For previously published authors, does the creative process get easier for you with each book?
It’s not so much easier, as different. Your first book is often written into a vacuum, with no one to please but yourself – someone either likes it or doesn’t, but you are driven by your own passion for the subject. With any subsequent book, you are generally contracted to come up with a certain feel to a second novel, so it’s a different process of working out a story and different characters, but one that really interests you and you want to write about. A lot of writers say the second book is notoriously difficult and much harder than the first.
How does it feel to hold your book in your hands for the first time?
AMAZING! I’d been dreaming of that moment since I was nine years old and it didn’t disappoint.
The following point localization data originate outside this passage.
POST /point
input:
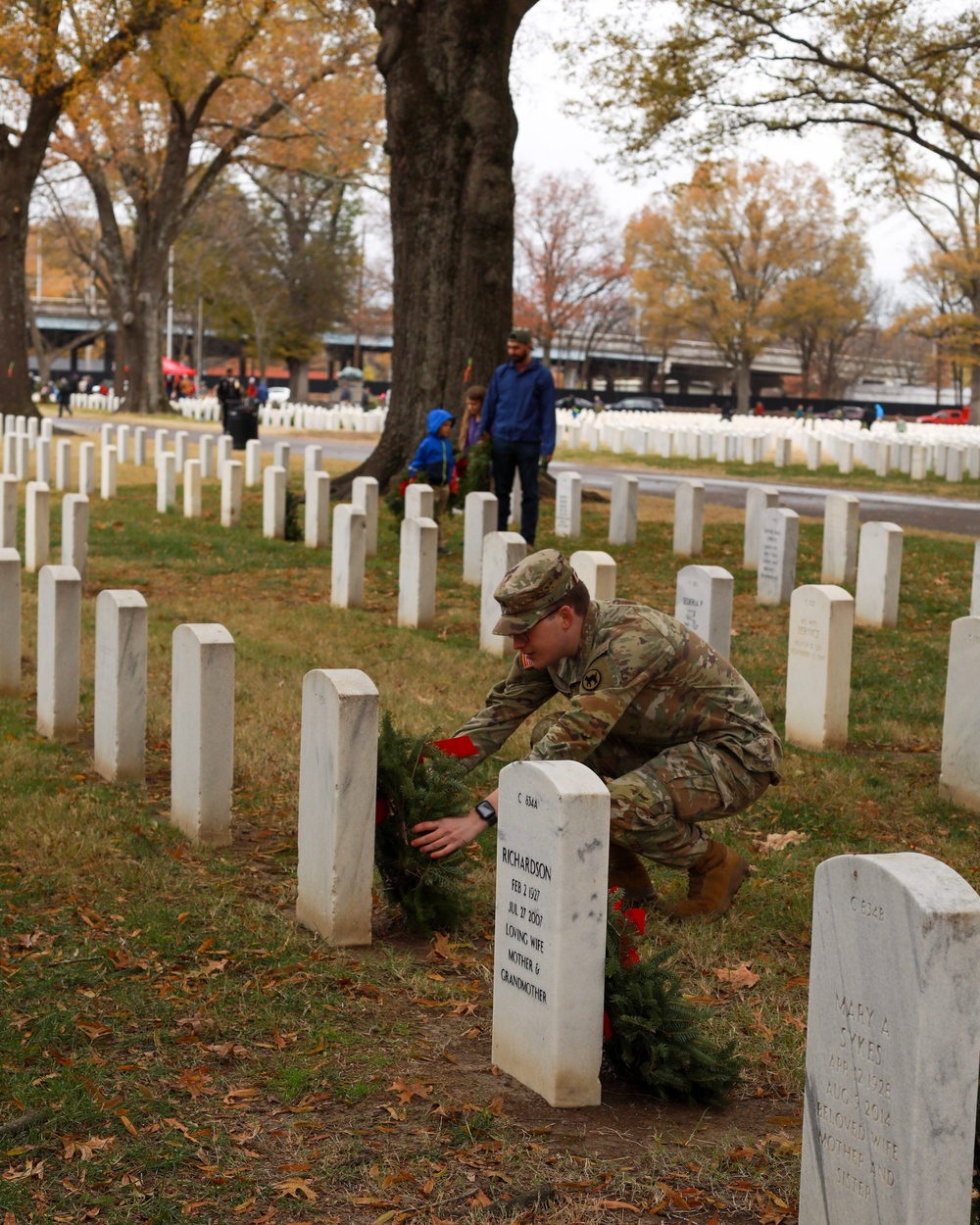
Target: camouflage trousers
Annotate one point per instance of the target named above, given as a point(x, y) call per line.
point(658, 802)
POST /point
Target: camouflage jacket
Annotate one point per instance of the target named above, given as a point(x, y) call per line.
point(641, 676)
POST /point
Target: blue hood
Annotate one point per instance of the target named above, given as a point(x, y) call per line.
point(436, 417)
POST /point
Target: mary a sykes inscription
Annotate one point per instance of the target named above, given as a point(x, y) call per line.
point(893, 1042)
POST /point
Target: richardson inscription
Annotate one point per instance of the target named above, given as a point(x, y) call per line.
point(856, 1097)
point(527, 909)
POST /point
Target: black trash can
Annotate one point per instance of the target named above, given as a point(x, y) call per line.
point(241, 421)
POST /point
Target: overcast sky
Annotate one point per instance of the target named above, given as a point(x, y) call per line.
point(550, 141)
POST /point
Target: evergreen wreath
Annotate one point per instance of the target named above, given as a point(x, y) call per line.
point(476, 475)
point(652, 1033)
point(416, 782)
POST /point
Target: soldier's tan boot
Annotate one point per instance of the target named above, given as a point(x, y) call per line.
point(711, 883)
point(626, 872)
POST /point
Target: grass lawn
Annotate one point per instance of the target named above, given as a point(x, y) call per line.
point(175, 1049)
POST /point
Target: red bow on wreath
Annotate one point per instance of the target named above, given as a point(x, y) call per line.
point(456, 746)
point(628, 952)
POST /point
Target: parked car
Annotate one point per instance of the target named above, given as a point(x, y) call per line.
point(641, 403)
point(946, 416)
point(848, 413)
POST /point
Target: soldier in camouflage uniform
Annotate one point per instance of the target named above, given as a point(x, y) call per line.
point(674, 729)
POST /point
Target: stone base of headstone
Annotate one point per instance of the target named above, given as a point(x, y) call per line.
point(549, 946)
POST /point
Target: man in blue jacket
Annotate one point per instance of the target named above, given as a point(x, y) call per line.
point(518, 415)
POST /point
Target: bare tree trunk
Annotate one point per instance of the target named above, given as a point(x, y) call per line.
point(743, 386)
point(20, 167)
point(450, 137)
point(299, 380)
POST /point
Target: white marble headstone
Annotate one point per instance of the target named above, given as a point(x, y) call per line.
point(74, 533)
point(480, 517)
point(59, 651)
point(364, 495)
point(37, 532)
point(878, 574)
point(501, 550)
point(420, 501)
point(121, 685)
point(704, 603)
point(689, 518)
point(230, 474)
point(568, 505)
point(10, 621)
point(347, 557)
point(839, 564)
point(759, 499)
point(597, 571)
point(337, 778)
point(8, 513)
point(416, 573)
point(893, 1043)
point(549, 945)
point(777, 558)
point(622, 511)
point(202, 733)
point(273, 503)
point(317, 511)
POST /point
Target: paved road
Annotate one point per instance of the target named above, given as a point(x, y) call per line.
point(932, 514)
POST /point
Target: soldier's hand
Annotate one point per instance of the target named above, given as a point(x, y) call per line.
point(442, 837)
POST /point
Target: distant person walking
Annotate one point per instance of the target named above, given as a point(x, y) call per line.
point(470, 427)
point(64, 397)
point(518, 416)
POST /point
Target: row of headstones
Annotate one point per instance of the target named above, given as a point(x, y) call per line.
point(915, 459)
point(872, 999)
point(204, 690)
point(895, 944)
point(770, 540)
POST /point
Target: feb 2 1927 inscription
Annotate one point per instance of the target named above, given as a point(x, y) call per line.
point(893, 1042)
point(549, 949)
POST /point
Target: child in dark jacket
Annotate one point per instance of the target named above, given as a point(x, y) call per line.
point(434, 462)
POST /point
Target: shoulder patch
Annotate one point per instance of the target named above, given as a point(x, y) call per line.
point(592, 680)
point(599, 674)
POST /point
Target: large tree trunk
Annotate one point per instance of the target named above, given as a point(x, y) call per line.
point(20, 166)
point(743, 385)
point(146, 391)
point(451, 130)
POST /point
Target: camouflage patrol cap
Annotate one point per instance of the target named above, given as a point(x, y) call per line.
point(532, 589)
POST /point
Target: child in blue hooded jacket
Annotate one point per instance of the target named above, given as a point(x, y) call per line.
point(434, 461)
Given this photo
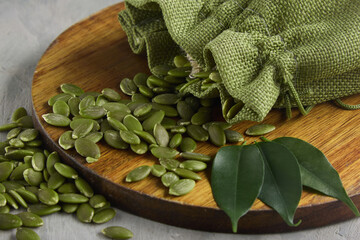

I fanned and smelled the pages for an age. My face ached from grinning. To think that someone might want to read what just came out of my head – it still feels unreal to me.
What was the most challenging part of writing The German Midwife?
I think trying to be true to the history, but in terms of the plot, also making it workable as a reality – something that didn’t happen but could have. For ages I planned a pivotal point up at the Bavarian retreat to occur on D-Day, but I discovered that Hitler was actually present there on June 6th, and so I had to move it. I was quite irritated by that!
How did you come up with the title for the book?
Unusually, I didn’t have a title for the book until near publication – it was called ‘War Child’ for a long time, but it was always a working title and didn’t feel right. In the UK, the book is titled ‘A Woman of War’, but The German Midwife does exactly what it says on the tin! It was my publisher’s, Avon, and worldwide Harper Collins that came up with both.
What is something that has influenced you in a major way as a writer?
I’m always intrigued about how other writers work, their thought processes and where they actually write. I love going to book festivals and being around readers and writers – such a buzz. But I suppose it’s also been learning in the last couple of years that it’s not just about tapping away at whatever you want – if people buy your books, you have a responsibility to them as readers, to be open and available, to share your process. There’s so much more to it than simply writing, and that’s all part of the job.
Also listening to successful authors when they say ‘keep going’, particularly when I was on the point of giving up. I would say the same: never give up. Write something every day, because it’s never wasted. Someone, somewhere will be reading and liking.
What are the easiest and the most difficult parts of your job as a writer?
The easiest is undoubtedly when the words are coming thick and fast – the same as a good exercise session when you reach a certain point and the endorphins start to flow. But at other points it is like swimming through a bog with your legs tied together. Discipline to get down to it is also hard – I face the fear of the empty page every day, and will do almost anything to avoid it (including once cutting my dog’s eyebrows as an ‘urgent’ chore). Then once I’m off and typing, I love it. I wouldn’t swap it for anything – for me, being a writer is living the dream.
Thank you, and I hope you enjoy the book!